In terms of its investment timeline, Mr Davis said SIS Ventures is likely to seek exits for investors after between seven and ten years. By that stage, he hopes, the purpose would be “integral to the DNA” of organisation and the “mission can’t be dropped”, with the investor also having achieved a return by that time.

But he added: “This focus for us on the more commercial, mission-driven space does represent a shift in the market, but that doesn’t mean we are moving away from our traditional support for charities, social enterprises and social enterprises in Scotland. That will remain very much a key part of what we do.”

Six Questions

What countries have you most enjoyed travelling to, for business or leisure, and why?

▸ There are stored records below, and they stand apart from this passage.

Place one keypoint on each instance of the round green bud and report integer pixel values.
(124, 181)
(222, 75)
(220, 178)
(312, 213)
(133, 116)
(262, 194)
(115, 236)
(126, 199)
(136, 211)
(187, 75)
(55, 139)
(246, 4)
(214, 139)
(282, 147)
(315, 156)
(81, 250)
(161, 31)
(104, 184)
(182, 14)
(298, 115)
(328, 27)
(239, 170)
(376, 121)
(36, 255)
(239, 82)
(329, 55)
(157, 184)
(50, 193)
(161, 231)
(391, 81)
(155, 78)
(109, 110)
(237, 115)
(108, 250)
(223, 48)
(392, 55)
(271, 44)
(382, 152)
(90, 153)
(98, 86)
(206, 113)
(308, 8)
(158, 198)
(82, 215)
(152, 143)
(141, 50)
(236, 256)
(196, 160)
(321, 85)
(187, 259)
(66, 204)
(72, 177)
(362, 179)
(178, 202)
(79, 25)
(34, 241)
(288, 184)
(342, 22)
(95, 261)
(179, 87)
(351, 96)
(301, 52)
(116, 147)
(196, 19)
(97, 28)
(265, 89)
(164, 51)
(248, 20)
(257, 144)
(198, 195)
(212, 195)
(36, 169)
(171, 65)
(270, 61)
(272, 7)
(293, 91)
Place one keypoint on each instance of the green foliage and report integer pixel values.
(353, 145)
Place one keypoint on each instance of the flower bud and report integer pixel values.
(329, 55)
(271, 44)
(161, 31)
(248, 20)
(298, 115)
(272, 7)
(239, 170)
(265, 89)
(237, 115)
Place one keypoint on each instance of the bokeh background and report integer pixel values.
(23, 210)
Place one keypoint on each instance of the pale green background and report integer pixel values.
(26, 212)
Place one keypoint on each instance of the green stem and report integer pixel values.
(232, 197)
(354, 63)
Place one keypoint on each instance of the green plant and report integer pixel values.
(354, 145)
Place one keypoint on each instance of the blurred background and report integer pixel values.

I’ve enjoyed time both studying and holidaying in the USA and enjoy visiting many friends there.

When you were a child, what was your ideal job? Why did it appeal?

I always wanted to be an architect and still retain an interest in art, design and the built environment.

What was your biggest break in business?

Undoubtedly being appointed CEO of SIS in 2011 when I was 31. I’ve honestly never looked back.

What was your worst moment in business?

Four years ago one of my team was killed in a car accident on a way to a meeting in Inverness. We will never forget this moment as a team, and we will never forget her.

Who do you most admire and why?

Michelle Obama. I was lucky enough to hear her speak in Edinburgh when she visited. I love her values, her resilience and admire her family values.

What book are you reading and what music are you listening to?

I’m currently reading Ray Perman’s ‘The rise and fall of the city of money: a financial history of Edinburgh’ Ray was the first Chairman of SIS. Dua Lipa’s new album normally kicks of my day whilst working from home at the moment.